All Pierre's weariness was gone in a minute. Already, in his mind's eye, he saw his ailing father comfortably provided for, and Jack and himself standing out to sea in a brand-new boat. The instant the candle was lighted they were off again at a pace which would have seemed impossible a few minutes before.

Guided by the increasing din of the water-fall, they were not long in reaching a huge perpendicular funnel or chimney in the rock, down one side of which poured a stream of water, while through a cleft above, dazzlingly radiant after the darkness of the buried passage, came a bright gleam of sunshine. Just then a big stone, flung from above, came thundering down into the chasm, falling close to the feet of the two explorers.

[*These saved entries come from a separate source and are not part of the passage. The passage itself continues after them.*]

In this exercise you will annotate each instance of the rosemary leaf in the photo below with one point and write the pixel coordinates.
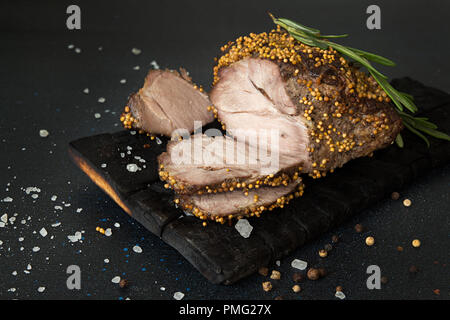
(374, 57)
(312, 37)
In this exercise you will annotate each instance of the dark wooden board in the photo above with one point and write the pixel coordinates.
(218, 251)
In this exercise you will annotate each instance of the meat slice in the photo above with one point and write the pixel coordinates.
(168, 101)
(326, 110)
(204, 164)
(227, 205)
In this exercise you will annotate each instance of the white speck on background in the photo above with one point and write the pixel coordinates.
(108, 232)
(137, 249)
(75, 237)
(244, 228)
(154, 64)
(43, 133)
(136, 51)
(132, 167)
(43, 232)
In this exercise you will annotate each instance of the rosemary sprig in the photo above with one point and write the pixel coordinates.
(312, 37)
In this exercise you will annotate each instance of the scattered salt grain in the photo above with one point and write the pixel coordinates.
(178, 295)
(43, 232)
(132, 167)
(75, 237)
(340, 295)
(154, 64)
(136, 51)
(137, 249)
(299, 264)
(244, 228)
(43, 133)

"That's the boys at their fun," said Jack, laughing. "I've done it many a time myself. Above there—hoy!"

The only answer was a howl of terror and the sound of flying feet. Pierre, alarmed at the thought of being deserted, shouted in his turn,

"Help, comrades! help!"

"Who's that calling?" asked a gruff voice from above, while the light was obscured by a broad visage peering down into the hole.

"Holloa, Gaspard! is that you?" cried Pierre, recognizing the voice of one of his father's fisher cronies.

"What, Pierre Lebon! you down there? Well, who ever saw the like? Just wait a minute, while I run for a rope."

But before he could return there were already more than a hundred people gathered around the hole, for the news of a human voice having been heard out of the "Larve Chimney," as the chasm was called, had spread far and wide.